Little is known regarding the photo above, only that it depicts one of Vietnam’s many war casualties. What strikes me the most is the state of the corpse – mangled in such a manner that its identity is nigh impossible to divine. Is it a man or a woman? An adult or a child? Vietnamese or American? Soldier or civilian? I think it describes war perfectly. It shows, with nothing held back, that in death we are all the same (Photograph VA045981). And what can we, fragile humans that we are do in the face of such a dark truth?

 

Campbell, Alec. “Elites and Death in Vietnam and Other U.S. Wars: A Research Note.” Armed Forces & Society 37.4 (2011): 743-52. Web.

Harris, N. Letter to the author. 21 November 1960. TS.

Photograph VA045981. Digital image.

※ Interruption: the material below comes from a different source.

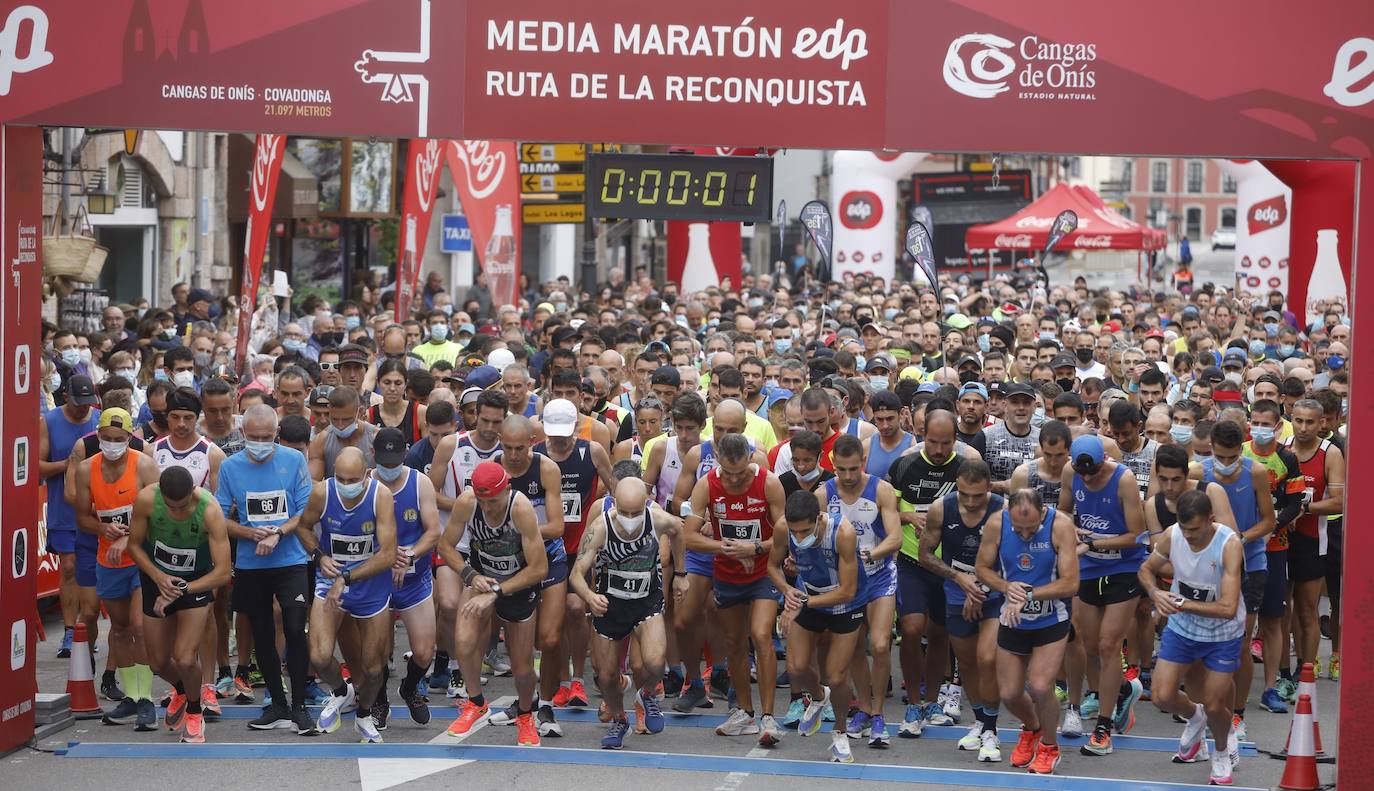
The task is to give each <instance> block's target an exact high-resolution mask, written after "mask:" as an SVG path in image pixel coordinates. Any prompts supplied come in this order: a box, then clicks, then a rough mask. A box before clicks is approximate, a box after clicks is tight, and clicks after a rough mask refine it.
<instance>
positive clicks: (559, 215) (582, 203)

Vietnam Virtual Archive. James E. Bone
Collection, 6 July 2006. Web. 1 Sept. 2015.

Shaw, John. Letter to the author. 15 October 1969. TS.

“Vietnam: More Than 100,000 Casualties From Explosives Since War Ended.” The New York Times 6 Dec. 2011: n. pag.  Print.

Weinraub, Bernard. “Treating Vietnam War Casualties Is a Grueling Struggle.” The New York Times 27 Aug. 1967: n.  pag. Print.